Lei stringe il mio uccello e mi guida dentro di sé, gemendo
piano.
La riempio, ondeggiando lentamente fino a quando non
sono del tutto dentro, e poi indietreggio.
«Voglio bene a Mika. E sai che adoro i bambini.»
Le appoggio le mani accanto alla testa e pompo con calma
dentro e fuori. Per me è ancora un’esperienza religiosa. Ogni
sensazione alimenta il senso di unione e la mia convinzione
che tutto nel mondo sia giusto.
«Vlad?»
Appoggio la fronte alla sua, iniziando a spingermi con più
forza.
«Non mi hai risposto.»
«La risposta è sì. Sempre. Qualsiasi cosa tu mi chieda,
zaika. Sono tuo. In qualsiasi modo tu mi voglia.»

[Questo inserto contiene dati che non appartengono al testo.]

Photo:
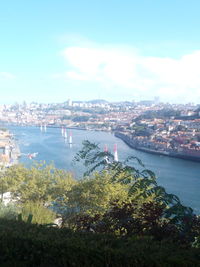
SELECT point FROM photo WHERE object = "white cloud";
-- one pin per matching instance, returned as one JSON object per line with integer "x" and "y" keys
{"x": 122, "y": 70}
{"x": 7, "y": 75}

Alessia abbandona all’indietro la testa, chiudendo gli occhi
ed emettendo un dolce gemito. Come se anche lei fosse in
preda a una rivelazione estatica.
Vederla così mi spinge oltre il limite. Mi sposto per
stringere la testata del letto e affondare con violenza dentro di
lei, ogni spinta un punto esclamativo alla fine della mia
promessa.
Sono tuo.
Qualsiasi cosa tu mi chieda.
La risposta è sì.
Apre la bocca, sollevando i seni verso il soffitto.
Mi si tendono le palle, mi tremano le cosce. Lei appoggia le
mani alla testata, emettendo un grido a ogni spinta.

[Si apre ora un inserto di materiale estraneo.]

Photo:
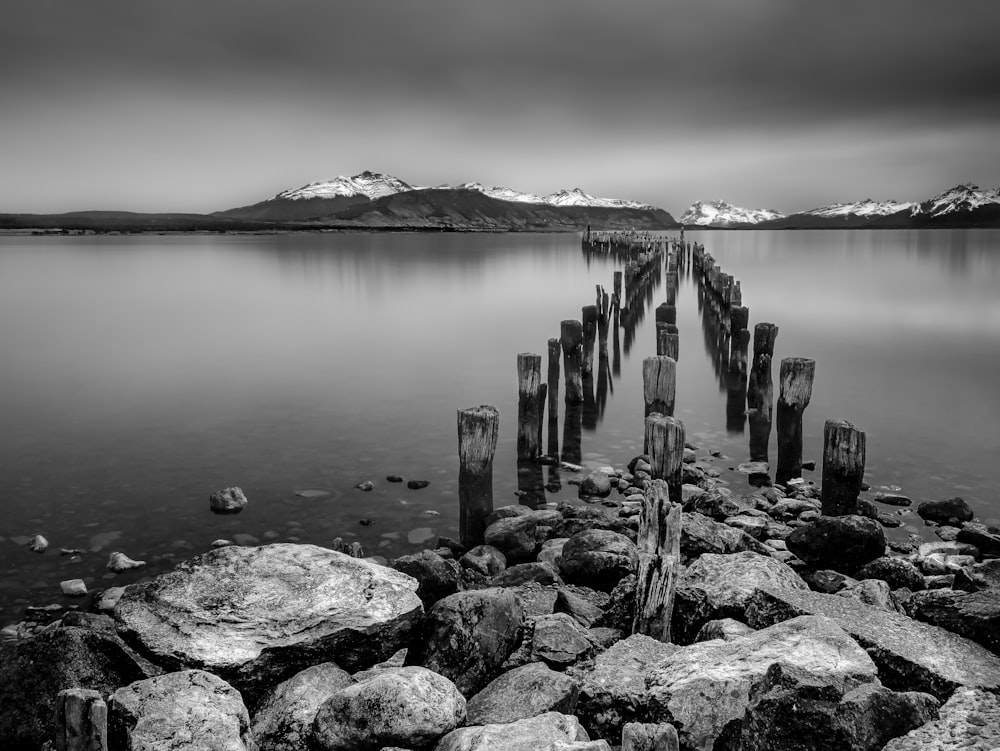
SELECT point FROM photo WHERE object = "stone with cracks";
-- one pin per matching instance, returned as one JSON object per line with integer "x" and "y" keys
{"x": 409, "y": 707}
{"x": 256, "y": 616}
{"x": 190, "y": 709}
{"x": 911, "y": 656}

«Non durerò», sibilo a denti stretti.
«Che cosa stai aspettando?»
Raggiungo la felicità assoluta e nell’istante seguente
esplodo. Alessia mi segue, agganciandomi le gambe dietro la
schiena e attirandomi più a fondo, mentre gli stretti muscoli
della sua apertura pulsano durante il nostro orgasmo.
«Vlad?» mi chiede senza fiato, avvolgendomi le braccia
attorno al collo.
«Cosa c’è, printsessa?»
«Siamo ancora sposati?»
Mi appoggio sugli avambracci per mordicchiarle le labbra.

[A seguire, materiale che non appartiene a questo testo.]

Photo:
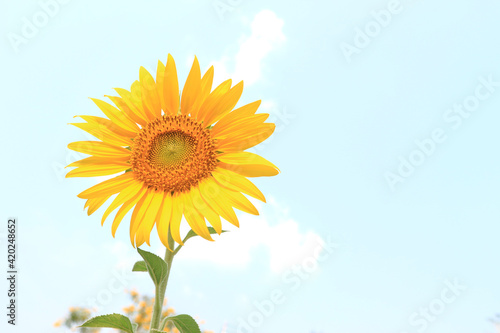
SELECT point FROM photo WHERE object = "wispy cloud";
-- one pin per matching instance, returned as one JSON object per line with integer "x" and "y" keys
{"x": 266, "y": 35}
{"x": 274, "y": 229}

«Sì.» Non sono riuscito a dissolvere il nostro matrimonio,
nonostante sapessi che era la cosa giusta da fare.
«Che cosa succederà quando ti stancherai di me?»
Mi si stringe il cuore. L’ho ferita quando l’ho detto? «È una
cosa impossibile», le dico. «Una bugia che ho raccontato per
convincermi che potevo lasciarti andare.»
Alessia si agita sotto di me, incoraggiandomi a continuare
le mie lente spinte post-orgasmo. «Voglio un secondo
matrimonio. Uno americano, con la mia famiglia.»
Mi blocco e lei si sposta per prendermi più a fondo. Devo
deglutire il groppo che ho in gola. «Vuoi sposarmi?»
«Di nuovo. Sì.»
Le copro il viso di baci, onorato dalla facilità con cui ha
ceduto il suo cuore. La sua vita.
A me.
«Qualsiasi cosa tu voglia, zaika. È tua. Credimi.»
«Mmh», mugola piano lei, attirandomi a sé. Devo girarci
entrambi su un fianco per evitare di schiacciarla. «Voglio
prendere in braccio la tua bambina.»
Mi sollevo su un gomito e le sorrido. «La nostra bambina…
se vuoi. La adotterai?»
Alessia batte le ciglia per scacciare le lacrime. «Mi
piacerebbe. Tu adotterai Mika?»
«Sì. Ho già preparato i documenti, ma stavo aspettando il
momento giusto per parlargliene.»
«Andiamo a dirglielo.» Si spinge a sedere e scende dal
letto. «È lui che mi ha fatta venire qui con l’inganno.»
Non vorrei lasciare la santità del nostro letto, ma la vista del
suo entusiasmo basta a motivarmi.
Non saremo solo noi due. Saremo una famiglia, e anche in
essa c’è qualcosa di sacro.
Qualcosa che Alessia ha vissuto ma io non ho mai avuto.
Un’esperienza che voglio dare ai miei figli.